Good’s Next Chapter: Onward as Bonum!

Two months after Good’s acquisition, Bonum Therapeutics announced a $93M Series A Financing  to advance Good’s conditionally active therapies program. The original syndicate, plus one new investor, participated in Bonum’s financing.

Bonum (Latin for “good”) launched with Good’s proven technology, experienced team, supportive board, and several exciting projects already in progress.

The team is initially focused on regulated cancer therapies but will explore other potential applications including autoimmune and metabolic diseases.

Follow Bonum’s progress at www.BonumTx.com and connect with them on LinkedIn and Twitter.

John Mulligan, Ph.D.

Founder and Chief Executive Officer
Good (now Bonum) Therapeutics

About Good’s Founder


John Mulligan, Ph.D., is a scientist and executive with 30 years of experience in research management, drug discovery, technology innovation and company formation. He was the Founder and CEO of Good Therapeutics until it was acquired by Roche in 2022. 


Prior to Good, Mulligan founded Glycostasis, where he invented a glucose-responsive insulin technology and sold the company to Eli Lilly. As the Director of Genomics at Darwin Molecular, he pioneered a genetic approach to target discovery that yielded an osteoporosis drug target. Romosozumab, an antibody to this target, was recently approved in the US, Europe, and Japan for the treatment of osteoporosis.
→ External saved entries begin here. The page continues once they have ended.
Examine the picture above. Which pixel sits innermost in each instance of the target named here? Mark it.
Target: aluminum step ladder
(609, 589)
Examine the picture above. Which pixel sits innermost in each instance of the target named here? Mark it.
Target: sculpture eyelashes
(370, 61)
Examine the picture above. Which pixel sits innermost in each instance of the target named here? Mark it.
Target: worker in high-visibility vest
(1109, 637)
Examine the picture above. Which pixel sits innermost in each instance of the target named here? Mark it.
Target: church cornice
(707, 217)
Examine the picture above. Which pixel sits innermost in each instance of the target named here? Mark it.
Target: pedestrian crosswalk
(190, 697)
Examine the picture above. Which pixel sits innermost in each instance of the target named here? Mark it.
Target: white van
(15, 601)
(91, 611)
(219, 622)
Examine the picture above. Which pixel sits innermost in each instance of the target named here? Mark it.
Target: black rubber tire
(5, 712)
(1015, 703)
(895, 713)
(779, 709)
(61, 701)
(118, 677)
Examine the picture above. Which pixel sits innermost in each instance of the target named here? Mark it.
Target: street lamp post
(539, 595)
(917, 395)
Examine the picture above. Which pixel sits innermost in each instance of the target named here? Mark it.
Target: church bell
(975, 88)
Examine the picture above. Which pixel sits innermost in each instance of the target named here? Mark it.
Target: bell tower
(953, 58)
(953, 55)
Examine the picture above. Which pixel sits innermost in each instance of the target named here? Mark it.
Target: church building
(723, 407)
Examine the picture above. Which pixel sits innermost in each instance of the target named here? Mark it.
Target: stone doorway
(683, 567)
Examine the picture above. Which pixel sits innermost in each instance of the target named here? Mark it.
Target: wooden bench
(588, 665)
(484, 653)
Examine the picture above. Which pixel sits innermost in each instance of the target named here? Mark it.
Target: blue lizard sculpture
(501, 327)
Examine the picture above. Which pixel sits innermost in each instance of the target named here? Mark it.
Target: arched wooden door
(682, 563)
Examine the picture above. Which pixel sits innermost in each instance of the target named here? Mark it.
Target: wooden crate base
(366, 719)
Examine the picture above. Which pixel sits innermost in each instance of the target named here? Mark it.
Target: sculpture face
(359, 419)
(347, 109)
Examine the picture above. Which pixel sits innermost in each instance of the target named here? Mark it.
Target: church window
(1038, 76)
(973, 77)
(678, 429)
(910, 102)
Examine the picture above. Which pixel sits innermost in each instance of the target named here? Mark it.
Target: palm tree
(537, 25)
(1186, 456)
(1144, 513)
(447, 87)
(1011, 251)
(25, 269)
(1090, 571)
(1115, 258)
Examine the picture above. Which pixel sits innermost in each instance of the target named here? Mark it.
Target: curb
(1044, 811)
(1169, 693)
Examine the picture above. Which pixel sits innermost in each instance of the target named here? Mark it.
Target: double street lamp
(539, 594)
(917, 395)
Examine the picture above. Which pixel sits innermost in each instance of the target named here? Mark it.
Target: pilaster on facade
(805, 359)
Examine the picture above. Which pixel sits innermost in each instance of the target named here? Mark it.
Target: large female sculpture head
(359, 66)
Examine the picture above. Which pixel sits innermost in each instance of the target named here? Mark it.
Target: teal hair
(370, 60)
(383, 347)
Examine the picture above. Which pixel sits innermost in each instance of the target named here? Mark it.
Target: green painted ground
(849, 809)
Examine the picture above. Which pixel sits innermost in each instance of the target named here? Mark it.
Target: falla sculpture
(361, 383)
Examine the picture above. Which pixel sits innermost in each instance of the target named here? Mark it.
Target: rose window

After leaving Darwin Molecular, Mulligan founded Blue Heron Biotechnology, an early synthetic biology company that was acquired by Origene, and co-founded the International Gene Synthesis Consortium, an industry group focused on biosecurity and the appropriate regulation of synthetic biology. 


Mulligan received a BS in Biology from MIT, then spent 12 years at Stanford as a Ph.D student with Sharon Long in the Department of Biology, a postdoctoral fellow with Ronald W. Davis in the Department of Biochemistry, and a Research Assistant Professor in the Department of Genetics where he helped set up the Stanford Genome Technology Center.